The result of the recent decades of ever-refined specialization has been a spectacular improvement in surgical capability and success. Where deaths were once a double-digit risk of even small operations, and prolonged recovery and disability was the norm, day surgery has become commonplace.
Yet given how much surgery is now done—Americans today undergo an average of seven operations in their lifetime, with surgeons performing more than fifty million operations annually—the amount of harm remains substantial. We continue to have upwards of 150,000 deaths following surgery every year—more than three times the number of road traffic fatalities. Moreover, research has consistently showed that at least half our deaths and major complications are avoidable. The knowledge exists. But however supremely specialized and trained we may have become, steps are still missed. Mistakes are still made.
Medicine, with its dazzling successes but also frequent failures, therefore poses a significant challenge: What do you do when expertise is not enough? What do you do when even the super-specialists fail? We’ve begun to see an answer, but it has come from an unexpected source—one that has nothing to do with medicine at all.
2. THE CHECKLIST
On October 30, 1935, at Wright Air Field in Dayton, Ohio, the U.S. Army Air Corps held a flight competition for airplane manufacturers vying to build the military’s next-generation long-range bomber. It wasn’t supposed to be much of a competition. In early evaluations, the Boeing Corporation’s gleaming aluminum-alloy Model 299 had trounced the designs of Martin and Douglas. Boeing’s plane could carry five times as many bombs as the army had requested; it could fly faster than previous bombers and almost twice as far. A Seattle newspaperman who had glimpsed the plane on a test flight over his city called it the “flying fortress,” and the name stuck. The flight “competition,” according to the military historian Phillip Meilinger, was regarded as a mere formality. The army planned to order at least sixty-five of the aircraft.

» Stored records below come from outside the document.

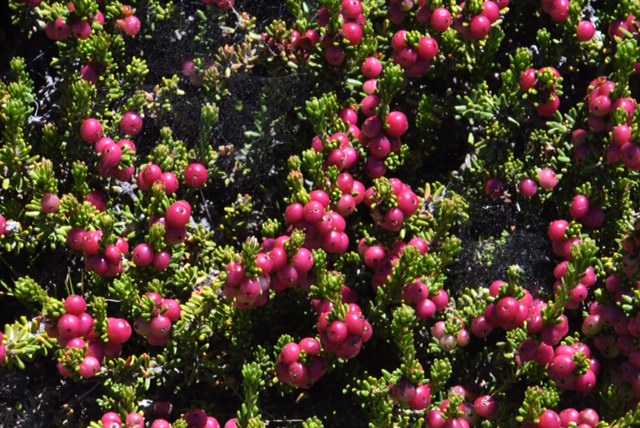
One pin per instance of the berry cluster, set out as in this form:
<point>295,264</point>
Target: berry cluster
<point>567,418</point>
<point>164,313</point>
<point>417,397</point>
<point>300,364</point>
<point>324,228</point>
<point>425,303</point>
<point>413,56</point>
<point>78,26</point>
<point>105,261</point>
<point>75,330</point>
<point>344,336</point>
<point>111,153</point>
<point>390,211</point>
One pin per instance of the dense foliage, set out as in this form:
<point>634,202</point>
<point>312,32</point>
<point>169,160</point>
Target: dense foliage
<point>320,213</point>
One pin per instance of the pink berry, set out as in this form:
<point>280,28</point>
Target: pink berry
<point>131,123</point>
<point>89,367</point>
<point>118,330</point>
<point>75,305</point>
<point>50,203</point>
<point>396,124</point>
<point>372,68</point>
<point>585,31</point>
<point>579,206</point>
<point>428,48</point>
<point>196,175</point>
<point>547,178</point>
<point>528,187</point>
<point>178,214</point>
<point>352,33</point>
<point>131,25</point>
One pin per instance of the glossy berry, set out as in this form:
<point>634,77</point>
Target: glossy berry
<point>178,214</point>
<point>142,255</point>
<point>131,123</point>
<point>585,31</point>
<point>50,203</point>
<point>396,124</point>
<point>547,178</point>
<point>196,175</point>
<point>480,27</point>
<point>118,330</point>
<point>131,26</point>
<point>75,305</point>
<point>372,68</point>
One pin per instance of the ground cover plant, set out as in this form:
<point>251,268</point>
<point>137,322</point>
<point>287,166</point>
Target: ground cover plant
<point>320,213</point>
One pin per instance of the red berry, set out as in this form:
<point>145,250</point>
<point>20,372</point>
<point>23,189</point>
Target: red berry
<point>428,48</point>
<point>372,68</point>
<point>352,33</point>
<point>196,175</point>
<point>118,330</point>
<point>585,31</point>
<point>142,255</point>
<point>131,123</point>
<point>178,214</point>
<point>131,26</point>
<point>91,130</point>
<point>480,27</point>
<point>579,207</point>
<point>547,178</point>
<point>50,203</point>
<point>396,124</point>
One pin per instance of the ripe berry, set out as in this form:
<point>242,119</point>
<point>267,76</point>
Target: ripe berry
<point>428,48</point>
<point>547,178</point>
<point>160,326</point>
<point>142,255</point>
<point>111,155</point>
<point>585,31</point>
<point>441,19</point>
<point>396,124</point>
<point>334,55</point>
<point>131,25</point>
<point>50,203</point>
<point>118,330</point>
<point>579,206</point>
<point>75,305</point>
<point>178,214</point>
<point>196,175</point>
<point>491,10</point>
<point>89,367</point>
<point>352,33</point>
<point>480,27</point>
<point>131,123</point>
<point>161,260</point>
<point>372,68</point>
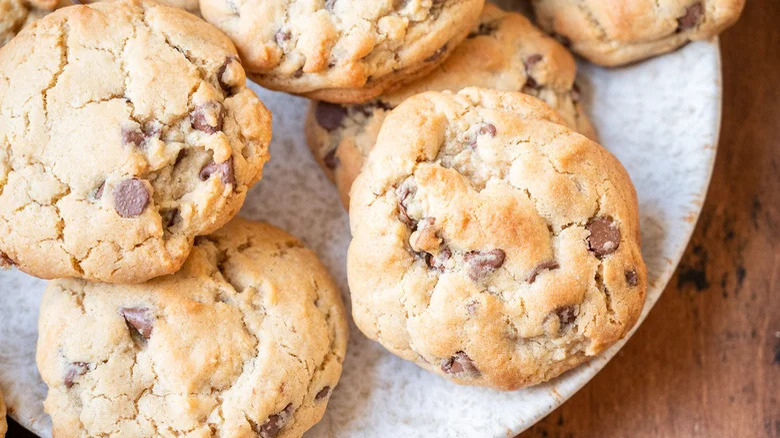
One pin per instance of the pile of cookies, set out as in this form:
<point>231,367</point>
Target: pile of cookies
<point>495,242</point>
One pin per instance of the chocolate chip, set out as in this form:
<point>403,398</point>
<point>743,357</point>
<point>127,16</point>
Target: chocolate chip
<point>99,191</point>
<point>133,137</point>
<point>6,261</point>
<point>331,160</point>
<point>564,40</point>
<point>552,264</point>
<point>138,318</point>
<point>437,262</point>
<point>74,369</point>
<point>437,54</point>
<point>575,93</point>
<point>282,36</point>
<point>275,423</point>
<point>459,363</point>
<point>567,314</point>
<point>207,117</point>
<point>224,169</point>
<point>225,82</point>
<point>169,217</point>
<point>482,263</point>
<point>531,61</point>
<point>329,115</point>
<point>324,392</point>
<point>693,14</point>
<point>488,128</point>
<point>484,29</point>
<point>604,236</point>
<point>130,197</point>
<point>632,278</point>
<point>403,193</point>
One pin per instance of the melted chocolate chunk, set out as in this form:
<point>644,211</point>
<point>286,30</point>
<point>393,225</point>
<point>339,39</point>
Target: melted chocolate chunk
<point>604,236</point>
<point>208,117</point>
<point>329,115</point>
<point>459,363</point>
<point>567,314</point>
<point>693,14</point>
<point>224,169</point>
<point>481,263</point>
<point>139,319</point>
<point>632,278</point>
<point>275,423</point>
<point>74,370</point>
<point>130,198</point>
<point>331,160</point>
<point>437,54</point>
<point>324,392</point>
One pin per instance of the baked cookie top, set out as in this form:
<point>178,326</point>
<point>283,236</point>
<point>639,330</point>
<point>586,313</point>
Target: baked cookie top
<point>342,50</point>
<point>492,244</point>
<point>111,178</point>
<point>3,423</point>
<point>503,51</point>
<point>17,14</point>
<point>615,33</point>
<point>246,340</point>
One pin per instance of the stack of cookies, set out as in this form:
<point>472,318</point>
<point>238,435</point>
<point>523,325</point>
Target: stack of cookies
<point>495,242</point>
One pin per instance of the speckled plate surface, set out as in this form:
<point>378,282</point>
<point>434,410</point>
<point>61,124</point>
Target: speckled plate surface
<point>660,117</point>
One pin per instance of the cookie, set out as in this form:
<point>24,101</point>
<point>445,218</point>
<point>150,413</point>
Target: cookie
<point>191,6</point>
<point>345,51</point>
<point>612,34</point>
<point>18,14</point>
<point>111,178</point>
<point>248,339</point>
<point>504,51</point>
<point>492,244</point>
<point>3,424</point>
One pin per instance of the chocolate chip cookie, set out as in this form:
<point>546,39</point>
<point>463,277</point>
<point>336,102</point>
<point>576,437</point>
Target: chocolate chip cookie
<point>615,33</point>
<point>492,244</point>
<point>345,51</point>
<point>247,339</point>
<point>503,51</point>
<point>3,424</point>
<point>119,148</point>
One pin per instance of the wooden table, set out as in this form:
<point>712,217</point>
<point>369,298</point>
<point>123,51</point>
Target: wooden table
<point>706,362</point>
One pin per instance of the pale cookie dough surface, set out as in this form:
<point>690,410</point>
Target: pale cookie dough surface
<point>3,424</point>
<point>504,51</point>
<point>492,244</point>
<point>342,50</point>
<point>247,340</point>
<point>111,178</point>
<point>191,6</point>
<point>613,33</point>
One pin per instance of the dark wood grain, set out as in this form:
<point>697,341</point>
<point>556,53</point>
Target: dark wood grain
<point>706,362</point>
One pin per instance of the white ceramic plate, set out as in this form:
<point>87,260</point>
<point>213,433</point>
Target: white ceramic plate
<point>660,117</point>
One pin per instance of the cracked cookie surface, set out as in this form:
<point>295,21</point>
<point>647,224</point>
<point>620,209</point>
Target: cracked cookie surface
<point>492,244</point>
<point>246,340</point>
<point>503,51</point>
<point>119,148</point>
<point>616,33</point>
<point>342,50</point>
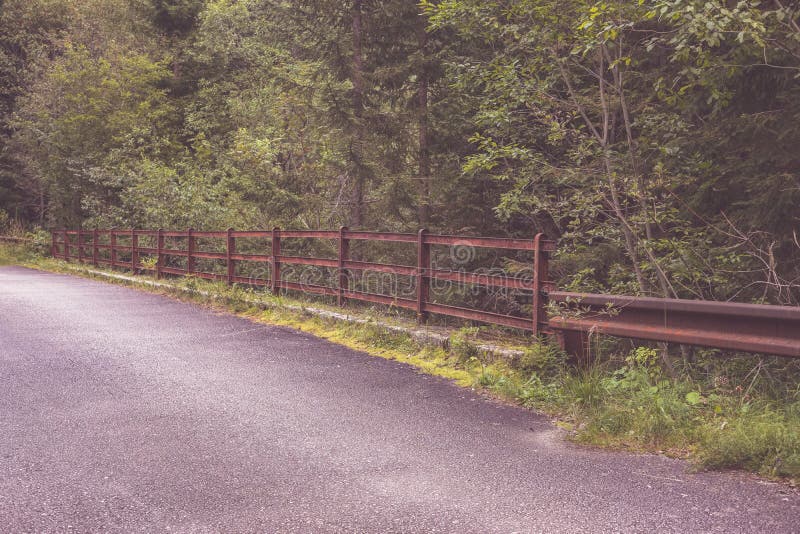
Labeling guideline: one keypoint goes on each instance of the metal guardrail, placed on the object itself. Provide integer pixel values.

A small crowd of army brass and manufacturing executives watched as the Model 299 test plane taxied onto the runway. It was sleek and impressive, with a 103-foot wingspan and four engines jutting out from the wings, rather than the usual two. The plane roared down the tarmac, lifted off smoothly, and climbed sharply to three hundred feet. Then it stalled, turned on one wing, and crashed in a fiery explosion. Two of the five crew members died, including the pilot, Major Ployer P. Hill.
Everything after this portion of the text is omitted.